Ist das dann nicht sehr schnell eine hauchdünne Linie? Eine Abmahnung droht ja normalerweise für den Fall, dass keine Unterlassungserklärung abgegeben wird, mit rechtlichen Schritten zur Durchsetzung des Verlangten. Mir ist schon klar, dass in Abmahnungen gerne mal mehr gefordert wird, als man sich einzuklagen trauen würde, aber ich wäre hier lieber vorsichtig, wenn es schon keine besonderen Schwierigkeiten macht, die Domain über den Dispute-Eintrag an sich zu bringen.

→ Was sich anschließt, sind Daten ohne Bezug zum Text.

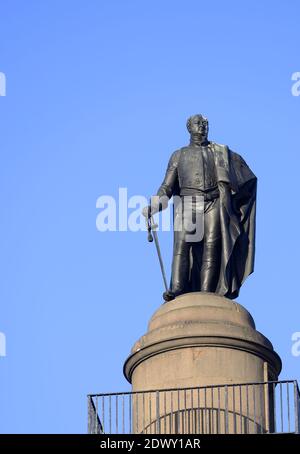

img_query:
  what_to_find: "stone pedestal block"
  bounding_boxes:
[124,292,281,433]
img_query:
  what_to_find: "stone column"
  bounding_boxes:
[124,292,281,434]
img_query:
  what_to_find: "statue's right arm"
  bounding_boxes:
[143,150,180,217]
[157,150,180,199]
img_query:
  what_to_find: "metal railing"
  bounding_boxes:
[88,380,300,434]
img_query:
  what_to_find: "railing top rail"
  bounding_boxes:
[88,380,300,398]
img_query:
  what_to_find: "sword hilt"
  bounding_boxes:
[146,205,153,243]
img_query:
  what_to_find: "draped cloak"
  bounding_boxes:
[200,144,257,299]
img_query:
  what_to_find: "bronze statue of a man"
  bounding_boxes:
[144,114,257,301]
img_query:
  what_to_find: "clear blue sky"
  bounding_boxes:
[0,0,300,433]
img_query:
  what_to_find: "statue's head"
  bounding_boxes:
[186,114,208,139]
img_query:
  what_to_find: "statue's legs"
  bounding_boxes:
[171,231,190,296]
[200,199,222,292]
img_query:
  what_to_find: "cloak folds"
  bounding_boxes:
[200,144,257,299]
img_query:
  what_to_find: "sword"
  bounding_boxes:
[146,206,168,292]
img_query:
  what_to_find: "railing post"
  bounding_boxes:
[294,381,300,434]
[156,391,160,434]
[224,385,228,434]
[87,396,92,434]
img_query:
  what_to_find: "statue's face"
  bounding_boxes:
[189,115,208,137]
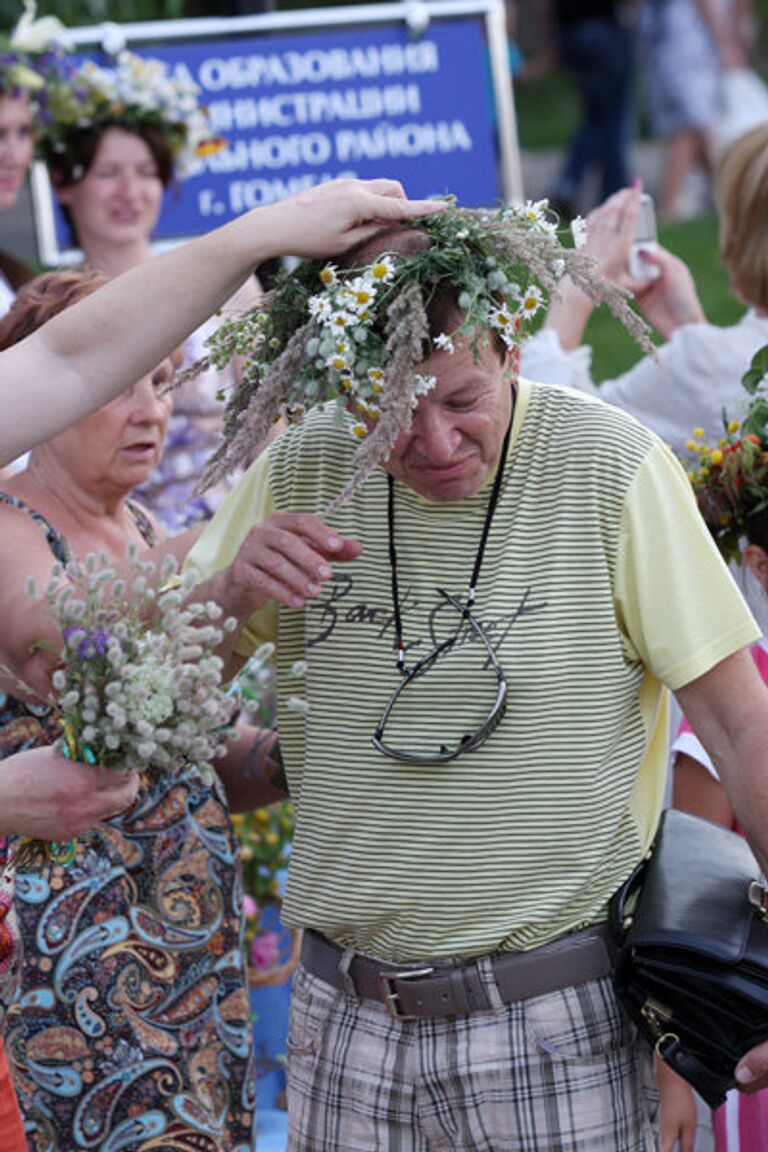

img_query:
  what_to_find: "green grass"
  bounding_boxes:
[584,217,744,380]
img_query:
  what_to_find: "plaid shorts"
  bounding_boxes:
[288,967,657,1152]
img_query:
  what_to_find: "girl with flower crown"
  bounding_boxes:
[40,44,267,533]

Ich hatte einen Fall, bei dem die Gegenseite sich gegen die Erstattung der Kosten gewehrt hat, weil nach ihrer Auffassung die ursprüngliche Unterlassungsforderung zu weit ging. Die Die Gegenseite hatte eine modifizierte Erklärung abgebeben, die wir dann angenommen haben. Das LG Berlin hat die Gegenseite dann zur Erstattung der Anwaltsgebühren verurteilt.
War der Streitwert in der Abmahnung eh schon gering angesetzt oder die Modifikation so unerheblich, dass die volle Übernahme der Kosten immer noch gerechtfertigt erschien?
 

Fip

*** KT-HERO ***
pak schrieb:
die Domain möchten wir tatsächlich haben, allerdings wollen wir mit der Berechtigungsanfrage zunächst einmal die rechtliche Situation klären. Mit dem Dispute-Eintrag käme bereits Feuer in die Angelegenheit, zumal - wie ich gerade gelesen habe - ein rechtswidriger Dispute-Eintrag bereits einen Eingriff in den eingerichteten und ausgeübten Gewerbebetrieb nach § 823 Abs. 1 BGB bedeuten kann (OLG Köln, Urteil vom 17. März 2006, Az.: 6 U 163/05).
Also, das Urteil habe ich mir angeschaut. Da ging es um die domain "investment.de" und der Inhaber plante nach eigenen Aussagen eine Nutzung der Domain für - na, wofür wohl ... ? - für Informationen über Investments. Dass man dem nicht an den Karren pissen kann (entschuldigung!), ist nicht überraschend.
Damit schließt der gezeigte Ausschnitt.